自動運転地図を活用、除雪車に強い味方
車大手出資企業が事業化、作業効率化し人手不足を解消へ
自動車大手10社などが出資する地図データ会社のダイナミックマップ基盤(DMP、東京)は、自動運転向け高精度3次元地図を除雪車に活用し2022年度に事業化する。路面情報を正確に把握して作業効率を高め、除雪に関わる人手不足の解消にも役立てたい考え。
同社の高精度地図は、道路の幅や車線、停止線などの詳細なデータを搭載している。車の位置を正確に推定する技術と組み合わせ、地図上と実際の位置の誤差を数センチ程度に抑えたシステムを開発した。積雪で見えづらいマンホールやガードレールの位置などをあらかじめ認識し、安全で速やかに除雪できるという。

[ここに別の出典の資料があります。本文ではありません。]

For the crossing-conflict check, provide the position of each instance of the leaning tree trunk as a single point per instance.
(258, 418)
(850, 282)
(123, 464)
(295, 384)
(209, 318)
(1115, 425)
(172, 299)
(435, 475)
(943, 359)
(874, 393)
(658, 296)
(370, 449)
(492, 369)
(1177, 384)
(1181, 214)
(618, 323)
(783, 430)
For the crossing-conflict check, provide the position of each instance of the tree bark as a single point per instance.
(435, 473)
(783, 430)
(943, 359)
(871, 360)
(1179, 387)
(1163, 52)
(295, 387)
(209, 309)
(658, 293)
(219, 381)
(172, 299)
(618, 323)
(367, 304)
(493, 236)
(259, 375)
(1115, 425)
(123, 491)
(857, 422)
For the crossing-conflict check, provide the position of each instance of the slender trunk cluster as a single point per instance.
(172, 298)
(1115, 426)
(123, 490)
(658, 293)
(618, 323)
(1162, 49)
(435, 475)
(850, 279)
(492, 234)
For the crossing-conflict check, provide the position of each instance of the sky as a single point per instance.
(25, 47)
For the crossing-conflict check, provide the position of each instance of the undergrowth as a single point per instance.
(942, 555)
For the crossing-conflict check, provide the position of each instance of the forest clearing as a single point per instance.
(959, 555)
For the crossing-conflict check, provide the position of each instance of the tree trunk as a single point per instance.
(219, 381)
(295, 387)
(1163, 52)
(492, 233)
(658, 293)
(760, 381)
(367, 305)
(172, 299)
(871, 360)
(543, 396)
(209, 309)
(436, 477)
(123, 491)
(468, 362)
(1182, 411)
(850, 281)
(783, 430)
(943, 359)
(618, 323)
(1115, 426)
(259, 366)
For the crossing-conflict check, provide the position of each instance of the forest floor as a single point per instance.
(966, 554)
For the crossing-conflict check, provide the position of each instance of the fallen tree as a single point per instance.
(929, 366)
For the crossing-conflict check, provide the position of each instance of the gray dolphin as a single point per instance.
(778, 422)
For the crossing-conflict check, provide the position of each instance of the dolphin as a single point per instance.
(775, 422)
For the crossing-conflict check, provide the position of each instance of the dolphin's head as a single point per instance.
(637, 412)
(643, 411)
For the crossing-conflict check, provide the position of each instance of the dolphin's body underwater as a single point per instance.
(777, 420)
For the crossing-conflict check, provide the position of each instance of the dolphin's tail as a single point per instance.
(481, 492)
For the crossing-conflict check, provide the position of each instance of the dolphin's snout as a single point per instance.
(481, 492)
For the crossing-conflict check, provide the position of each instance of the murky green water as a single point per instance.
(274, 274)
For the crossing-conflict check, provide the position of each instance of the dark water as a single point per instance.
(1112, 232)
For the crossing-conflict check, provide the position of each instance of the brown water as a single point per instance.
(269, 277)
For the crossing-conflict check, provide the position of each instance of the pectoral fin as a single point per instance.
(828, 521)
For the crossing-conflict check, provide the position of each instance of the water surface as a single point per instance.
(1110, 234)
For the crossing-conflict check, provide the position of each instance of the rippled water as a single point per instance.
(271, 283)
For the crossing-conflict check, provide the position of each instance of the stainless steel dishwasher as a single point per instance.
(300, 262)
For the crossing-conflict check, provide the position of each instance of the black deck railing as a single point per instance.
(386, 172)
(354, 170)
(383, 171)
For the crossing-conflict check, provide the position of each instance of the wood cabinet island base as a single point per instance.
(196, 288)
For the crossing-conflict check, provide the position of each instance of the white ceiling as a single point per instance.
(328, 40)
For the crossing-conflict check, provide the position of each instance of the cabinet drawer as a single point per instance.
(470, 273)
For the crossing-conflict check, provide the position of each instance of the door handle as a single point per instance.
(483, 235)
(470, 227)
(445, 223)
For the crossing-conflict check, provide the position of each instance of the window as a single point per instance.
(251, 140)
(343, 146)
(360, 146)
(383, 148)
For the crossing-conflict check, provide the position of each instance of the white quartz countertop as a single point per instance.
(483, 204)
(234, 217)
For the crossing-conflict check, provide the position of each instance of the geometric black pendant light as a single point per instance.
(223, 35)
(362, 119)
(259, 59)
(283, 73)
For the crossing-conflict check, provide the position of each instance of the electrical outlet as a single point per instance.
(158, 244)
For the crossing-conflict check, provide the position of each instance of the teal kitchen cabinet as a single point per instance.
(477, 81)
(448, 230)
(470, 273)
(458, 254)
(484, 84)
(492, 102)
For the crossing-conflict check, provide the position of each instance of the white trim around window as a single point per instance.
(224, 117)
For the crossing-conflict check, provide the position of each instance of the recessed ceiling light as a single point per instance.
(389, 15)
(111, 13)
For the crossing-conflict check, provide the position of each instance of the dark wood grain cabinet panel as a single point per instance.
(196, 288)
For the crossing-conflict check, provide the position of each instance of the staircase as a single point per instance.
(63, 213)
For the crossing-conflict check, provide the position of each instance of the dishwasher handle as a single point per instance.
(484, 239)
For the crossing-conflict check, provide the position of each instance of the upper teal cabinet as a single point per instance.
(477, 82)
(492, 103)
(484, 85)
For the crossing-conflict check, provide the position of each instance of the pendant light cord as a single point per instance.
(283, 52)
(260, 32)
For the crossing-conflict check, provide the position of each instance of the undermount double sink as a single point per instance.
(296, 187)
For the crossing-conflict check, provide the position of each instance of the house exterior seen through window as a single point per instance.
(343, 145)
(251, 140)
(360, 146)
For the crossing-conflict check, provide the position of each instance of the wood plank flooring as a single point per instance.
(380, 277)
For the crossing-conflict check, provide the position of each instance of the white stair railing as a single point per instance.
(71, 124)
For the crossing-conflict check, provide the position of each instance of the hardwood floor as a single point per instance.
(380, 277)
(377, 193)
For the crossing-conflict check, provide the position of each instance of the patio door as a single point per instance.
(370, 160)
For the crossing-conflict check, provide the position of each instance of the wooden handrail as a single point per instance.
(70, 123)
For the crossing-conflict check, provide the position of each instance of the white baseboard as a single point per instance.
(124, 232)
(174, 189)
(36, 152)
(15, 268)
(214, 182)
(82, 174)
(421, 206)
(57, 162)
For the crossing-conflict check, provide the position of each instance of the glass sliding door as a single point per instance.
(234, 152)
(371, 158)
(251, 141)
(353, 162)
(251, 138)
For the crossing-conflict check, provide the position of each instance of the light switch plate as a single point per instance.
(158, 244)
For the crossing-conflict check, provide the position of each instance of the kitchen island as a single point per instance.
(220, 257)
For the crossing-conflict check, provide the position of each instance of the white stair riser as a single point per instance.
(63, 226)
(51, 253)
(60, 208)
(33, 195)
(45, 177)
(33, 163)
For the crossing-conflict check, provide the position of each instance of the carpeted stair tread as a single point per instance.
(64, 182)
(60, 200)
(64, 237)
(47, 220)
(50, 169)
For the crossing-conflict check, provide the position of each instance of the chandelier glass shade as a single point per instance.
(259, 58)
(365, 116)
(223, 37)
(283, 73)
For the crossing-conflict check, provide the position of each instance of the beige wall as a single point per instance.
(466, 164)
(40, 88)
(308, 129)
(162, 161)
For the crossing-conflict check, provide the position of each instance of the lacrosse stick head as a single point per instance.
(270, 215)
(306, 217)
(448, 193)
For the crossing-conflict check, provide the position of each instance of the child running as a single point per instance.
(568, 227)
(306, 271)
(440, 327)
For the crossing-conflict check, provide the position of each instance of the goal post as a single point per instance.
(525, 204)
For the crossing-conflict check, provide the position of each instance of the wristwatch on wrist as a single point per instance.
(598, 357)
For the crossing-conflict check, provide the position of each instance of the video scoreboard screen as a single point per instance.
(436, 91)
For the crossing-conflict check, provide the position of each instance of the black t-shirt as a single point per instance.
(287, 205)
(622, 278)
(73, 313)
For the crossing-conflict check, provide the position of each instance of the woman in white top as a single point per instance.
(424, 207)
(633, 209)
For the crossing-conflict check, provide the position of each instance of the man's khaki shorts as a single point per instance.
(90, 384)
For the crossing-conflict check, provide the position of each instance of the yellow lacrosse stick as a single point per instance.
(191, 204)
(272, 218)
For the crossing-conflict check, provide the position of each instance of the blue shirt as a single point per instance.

近年、全地球測位システム(GPS)を用いた道路情報の把握が進んでいるものの、誤差が10メートルほど出るため、除雪車の運用では熟練作業員に依存するのが実情だ。地方によっては作業員の高齢化に伴う人手不足が深刻で、高度な除雪車の開発が求められている。
DMPは今月、長野県飯山市で実証実験を開始した。吉村修一社長は「今年度中にさらに複数の場所で行う」と語り、北海道や東北地方での実証実験を想定。「来年度には売り上げ、利益に貢献していく」としている。既に民間の除雪業者に加え、除雪事業の予算を担う自治体などからも地図データの引き合いがあるという。
DMPは、トヨタ自動車など国内の自動車大手各社や地図メーカーが共同で設立。自動運転車に不可欠な高精度地図を作製、販売している。全国の高速道路と自動車専用道路を網羅し、カバー範囲を一般道路にも広げている。